Thursday, 4 December 2014

Design Production, Digital Workshop 3 - OUGD504

Photoshop

When working with Photoshop, keep these rules in mind:

1. CMYK or greyscale
2. Always save as a Tiff or PSD
3. 300DPI (PPI)
4. Images need to be prepared at actual size (see below)

InDesign
Rather than scaling images down, edit in Photoshop, save and place.


If you transfer the image from Photoshop in InDesign the colours used will appear on your swatches panel. This will work with tones (eg: Duo tone etc) as well as spot colours.


Use your Links palette and open up the link info to check that the images haven't been scaled
Actual PPI: The image in Photoshop.
The Effective PPI: The image once it has been reduced/changed in InDesign.
Scale Percent: This is useful to edit the image and place back into InDesign. Edit with, Photoshop and scale it using this percentage.

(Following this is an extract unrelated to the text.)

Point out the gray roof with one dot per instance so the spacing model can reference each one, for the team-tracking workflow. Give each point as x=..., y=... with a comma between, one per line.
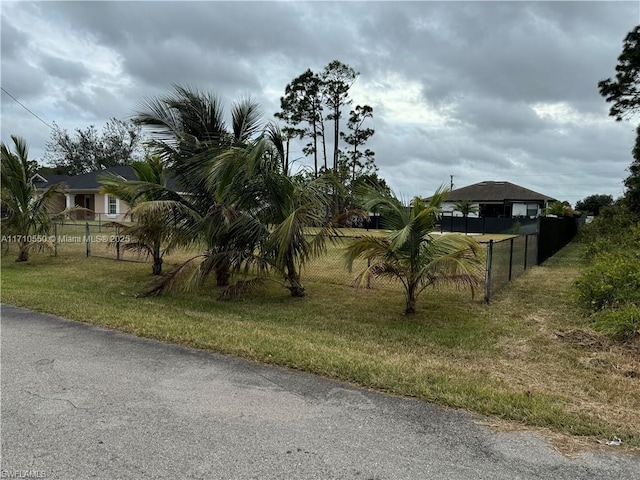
x=89, y=181
x=490, y=191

CMYK Spot Colour Separations
InDesign

  

The last three colours are available as they are in your swatches preview whether you have applied them within your design or not. It is good practice to delete the unused swatches as not to print them.

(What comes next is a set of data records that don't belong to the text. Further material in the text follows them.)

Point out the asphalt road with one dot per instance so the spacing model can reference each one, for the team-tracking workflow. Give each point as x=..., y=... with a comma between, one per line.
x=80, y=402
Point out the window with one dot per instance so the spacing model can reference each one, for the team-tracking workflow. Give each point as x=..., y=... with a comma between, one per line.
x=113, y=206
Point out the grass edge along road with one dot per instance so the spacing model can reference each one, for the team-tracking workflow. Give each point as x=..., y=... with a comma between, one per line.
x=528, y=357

As you can see, only Cyan is selected. The darker the colour on the image (the 'C' is black) represents how much colour will be used in this area. This is similar to when you separate to create positives for screen printing.
This is a good way to check that you are only using CMYK.

Print


Composite Grey: When you usually print whatever you see on the screen will print)
Separations: Ink section needs to be activated (your colours should be visible). This is for Laser printers only, not your Inkjet at home or Digital Print downstairs.

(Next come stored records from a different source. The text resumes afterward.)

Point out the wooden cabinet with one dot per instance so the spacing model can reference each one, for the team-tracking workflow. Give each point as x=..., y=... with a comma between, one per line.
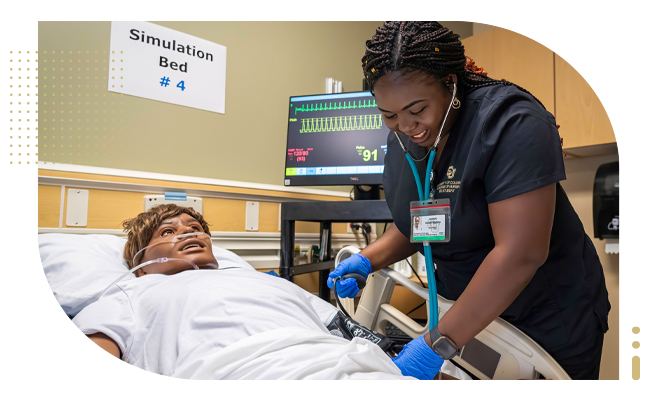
x=520, y=52
x=573, y=68
x=587, y=82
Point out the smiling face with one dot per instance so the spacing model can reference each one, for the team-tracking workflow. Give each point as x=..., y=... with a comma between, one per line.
x=415, y=105
x=196, y=250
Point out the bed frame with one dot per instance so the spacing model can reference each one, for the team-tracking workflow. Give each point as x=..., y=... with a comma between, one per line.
x=500, y=351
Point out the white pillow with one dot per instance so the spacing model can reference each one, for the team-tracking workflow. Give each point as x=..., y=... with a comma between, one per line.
x=73, y=269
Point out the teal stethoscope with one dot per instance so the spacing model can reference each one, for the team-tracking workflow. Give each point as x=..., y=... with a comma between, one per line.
x=431, y=279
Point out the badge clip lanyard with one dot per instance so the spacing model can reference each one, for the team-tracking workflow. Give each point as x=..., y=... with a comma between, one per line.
x=423, y=195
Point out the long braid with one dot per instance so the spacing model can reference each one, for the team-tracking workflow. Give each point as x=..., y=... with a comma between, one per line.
x=426, y=47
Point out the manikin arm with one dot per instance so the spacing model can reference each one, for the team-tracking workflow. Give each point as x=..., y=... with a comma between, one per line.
x=90, y=357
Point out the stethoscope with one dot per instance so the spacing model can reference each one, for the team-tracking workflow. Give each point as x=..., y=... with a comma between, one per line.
x=428, y=259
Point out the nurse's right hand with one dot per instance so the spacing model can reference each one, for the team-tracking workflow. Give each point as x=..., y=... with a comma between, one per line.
x=356, y=264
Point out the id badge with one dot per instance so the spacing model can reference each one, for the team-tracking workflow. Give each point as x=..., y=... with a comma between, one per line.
x=430, y=221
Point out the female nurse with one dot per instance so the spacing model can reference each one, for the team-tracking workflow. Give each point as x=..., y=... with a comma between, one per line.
x=517, y=249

Ensure that you have separations selected. You can then choose (using the icon of the printer) which colour/separations to print.

Halftone:

If you are outputting positives you have to work with halftone dots. The printer will do this. Ye it is useful to know.
150DPI is what the printer would set itself to in commercial printing.

Halftone Angles:

Cyan 15º
Magenta 75º
Yellow 0º
Black 45º

If you are using spot colours use these percentages;
15º
75º
105º
155º
Frequency Angle for 4 colour. You would apply this on Output/Printing.

View- Overprint
This will de-activate the separations preview.
Knocking out: the colour will be 'knocked out' when overlapped.

Overprinting:

Output, Attributes: Main purpose it to deal with overprint and knocking out. By taking advantage of this you can create a 3RD colour during the printing process. This is useful when you have a limited colour palette.
Spot varnish can also work well with this.
You can specify whether it knocks out or overprints.

Printing InDesign Files:

- Create PDF
- 'Press Quality' (for commercial print) This will then contain all of the information about spot colours etc
- Export

To send the file and all of the images etc, 'Package' them together. It saves everything together, type, image etc.
File, Package, (IDML File allows you to open it in an older version of InDesign).
You can also include a PDF file to provide a reference as to how the design should look.
"Legality Of Copying Fonts" CAREFUL CONSIDERATION.
To get around this, turn all text to outlines (Type, Outline). No font's will be necessary, no laws broken.